Thursday, March 02, 2006

I Still Love You, Ayelet

I wanted to love Ayelet Waldman's new book, Love and Other Impossible Pursuits, because I enjoy her column at Salon. Ms. Waldman is quite the controversial figure at Salon. In one column, she said she hoped her son would be gay. In another column, she wrote about over-zealous "attachment" parents. She has written about abortion and suicide. These are the sorts of topics that apparently get people - even supposedly enlightened Salon readers - up in arms.

I've never been offended by one of her columns or written in a letter to call her a "hack" for writing about her own experiences, rather than quoting psychologists and book authors. These people obviously don't understand the difference between an editorial column and a researched article.

I'll defend Waldman's column and her right to make her own choices all day long. But her novel? I'm not sure.

Love and Other Impossible Pursuits is the story of New Yorker Emilia, who has recently lost a baby girl. She "stole" her husband away from another woman, and he has a smartypants 5-year-old son William from the previous marriage. Emilia is responsible for the boy for one afternoon out of the week, and their hatred for each other seems mutual, especially since he spouts horrible comments (fed to him by his mother) about his dead half-sister.

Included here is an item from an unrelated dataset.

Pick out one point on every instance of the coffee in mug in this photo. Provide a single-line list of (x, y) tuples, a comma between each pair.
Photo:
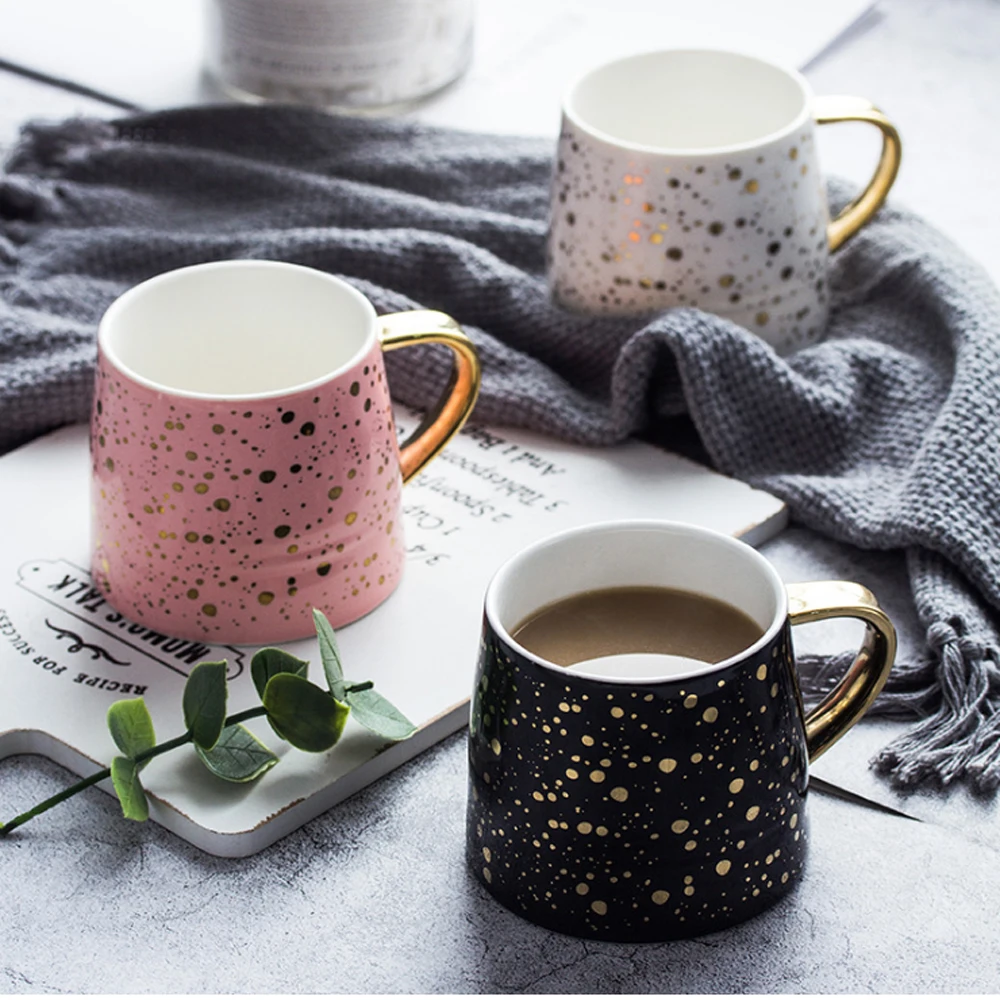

But Emilia and William inevitably bond, mostly over their shared love for Central Park. That's not a spoiler because of course they do. We've seen this plotline a thousand times. Gruff adult hates precocious child, child charms adult, adult almost loses child, adult realizes he/she loves child. Think Big Daddy or even Savannah Smiles (anyone remember that movie?).

Still, Waldman does it well. The characters feel like real people. Emilia lies to herself, wallows in misery, misinterprets, and sometimes acts like a spoiled brat. And Waldman has four children, so it's not surprising that she paints William so perfectly. Narrator Ellen Reilly helped preserve the reality of William because the voice she did for him was perfect, childlike but with the perfect hint of smart-kid snobbery. He's a child smart beyond his years - at 3, he could recognize an anatomically incorrect stuffed dinosaur - and because of it, Emilia assigns him motives more cunning than a 5-year-old can manage. Emotionally, he is still a child, and Emilia has to realize that to fully set aside her animosity toward him.

In a book like this, where you can anticipate the outcome, it's not the ending that matters but the journey. Still, that left me without much to look forward to to keep me speeding toward the end. Though this is an abridged version, it still read slowly and dragged in the middle. I like the book, especially thinking back on it, but unlike the best books, I wasn't sad when the last CD ended.